There are limitations of this study that should be acknowledged. First, the age range for the cohort was restricted to 45–56 years at MPS baseline. Participants who experienced menopause before MPS baseline, especially those with premature menopause (before age 40 years) or early menopause (before age 45 years), were not included in the MPS cohort. It is possible that participants with higher PFAS concentrations could have had a premature or early natural menopause. Thus, the observed results may underestimate the true effects of PFAS on natural menopause through alterations in hormone levels. Second, more than 40% of the cohort was censored at the initiation of hormone therapy before the participant was classified as postmenopausal. The right-censoring may have resulted in underestimation of age at the final menstrual period, because participants who used hormone therapy had a higher educational level, which has been associated with later age at natural menopause. However, our previous analysis imputed age at the final menstrual period for participants with hormone therapy use, and the bias was likely to be small (13). Moreover, although we considered many confounding variables in the analyses, residual or unmeasured confounding might still have biased our effect estimates. Given the expected direction of residual confounding, our sensitivity analyses suggest that the observed indirect effects may have underestimated the true mediated effect while the observed direct effects were overestimated. Furthermore, age at the final menstrual period was measured prospectively, since all participants were premenopausal at baseline. Bleeding-related questions on the (approximately annual or biannual) visit questionnaire yielded prospective classification of menopausal status and date of the final menstrual period. It is unlikely that self-reporting of this outcome biased effect estimates. Finally, FSH concentrations assessed at MPS baseline cannot account for longitudinal variations in FSH over time. Thus, the observed mediation effects may be underestimated (85).

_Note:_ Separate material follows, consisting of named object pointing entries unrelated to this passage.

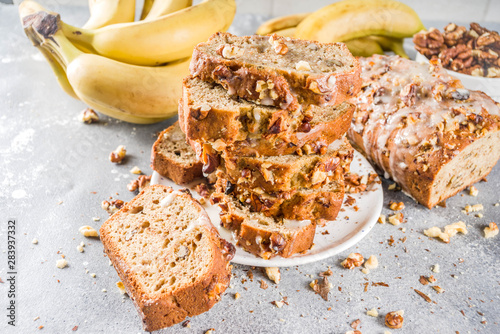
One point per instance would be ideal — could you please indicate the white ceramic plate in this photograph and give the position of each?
(491, 86)
(348, 229)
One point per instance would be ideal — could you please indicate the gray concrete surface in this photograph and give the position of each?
(55, 173)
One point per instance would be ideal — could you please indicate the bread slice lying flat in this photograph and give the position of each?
(172, 157)
(423, 128)
(288, 172)
(168, 255)
(277, 71)
(251, 130)
(264, 236)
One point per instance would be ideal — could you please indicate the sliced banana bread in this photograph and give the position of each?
(250, 130)
(288, 172)
(174, 158)
(264, 236)
(423, 128)
(278, 71)
(296, 204)
(168, 255)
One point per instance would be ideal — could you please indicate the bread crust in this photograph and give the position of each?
(440, 163)
(180, 173)
(291, 87)
(166, 309)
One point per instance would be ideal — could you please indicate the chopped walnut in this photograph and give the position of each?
(372, 262)
(302, 66)
(273, 273)
(394, 319)
(491, 230)
(88, 116)
(88, 231)
(118, 155)
(395, 206)
(352, 261)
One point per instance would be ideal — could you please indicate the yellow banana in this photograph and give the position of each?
(363, 47)
(391, 44)
(146, 8)
(164, 39)
(137, 94)
(164, 7)
(280, 23)
(349, 19)
(106, 12)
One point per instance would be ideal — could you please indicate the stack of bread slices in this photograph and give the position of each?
(267, 117)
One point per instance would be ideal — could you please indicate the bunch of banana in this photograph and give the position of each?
(121, 89)
(366, 26)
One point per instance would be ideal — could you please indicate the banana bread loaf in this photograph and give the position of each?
(288, 172)
(296, 204)
(168, 255)
(264, 236)
(172, 157)
(230, 124)
(423, 128)
(278, 71)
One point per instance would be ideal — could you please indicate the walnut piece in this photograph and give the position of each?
(394, 319)
(118, 155)
(352, 261)
(491, 230)
(273, 273)
(88, 231)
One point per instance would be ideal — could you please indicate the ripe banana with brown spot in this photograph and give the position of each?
(159, 41)
(350, 19)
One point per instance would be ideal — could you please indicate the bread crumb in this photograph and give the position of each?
(491, 230)
(136, 170)
(372, 262)
(473, 191)
(88, 231)
(121, 287)
(61, 263)
(274, 274)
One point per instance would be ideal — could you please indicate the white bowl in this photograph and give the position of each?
(490, 86)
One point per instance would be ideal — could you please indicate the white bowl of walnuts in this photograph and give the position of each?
(473, 56)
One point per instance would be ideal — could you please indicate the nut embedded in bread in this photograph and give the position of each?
(423, 128)
(173, 158)
(278, 71)
(168, 255)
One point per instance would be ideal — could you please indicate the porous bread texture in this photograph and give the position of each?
(297, 204)
(423, 128)
(230, 124)
(288, 172)
(278, 71)
(173, 157)
(168, 255)
(264, 236)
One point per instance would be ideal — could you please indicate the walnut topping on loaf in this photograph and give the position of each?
(423, 128)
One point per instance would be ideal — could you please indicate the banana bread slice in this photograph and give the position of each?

In conclusion, to our knowledge, this study was the first to investigate and quantify the degree to which FSH is an explanatory factor for the shortened time to natural menopause in midlife women with higher exposure to PFAS. Although mediation analysis still does not concretely establish a causal pathway, our findings provide evidence that PFAS exposure may accelerate ovarian aging through endocrinological mechanisms associated with changing serum concentrations of FSH. Any potential mechanism underlying the relationships between PFAS exposure and natural menopause is likely to involve an interplay of hormones, beyond the action of single hormone levels. Future replication of our findings should consider other hormones such as luteinizing hormone in the analysis.

Supplementary Material

Web_Material_kwac052
Click here for additional data file. (402KB, pdf)

ACKNOWLEDGMENTS

Author affiliations: Department of Epidemiology, School of Public Health, University of Michigan, Ann Arbor, Michigan, United States (Ning Ding, Siobán D. Harlow, Sung Kyun Park); Department of Obstetrics and Gynecology, School of Medicine, University of Michigan, Ann Arbor, Michigan, United States (John F. Randolph, Jr.); Department of Biostatistics, School of Public Health, University of Michigan, Ann Arbor, Michigan, United States (Bhramar Mukherjee); Department of Environmental Health Sciences, School of Public Health, University of Michigan, Ann Arbor, Michigan, United States (Stuart Batterman, Sung Kyun Park); and Department of Public Health Sciences, School of Medicine, University of California, Davis, Davis, California, United States (Ellen B. Gold).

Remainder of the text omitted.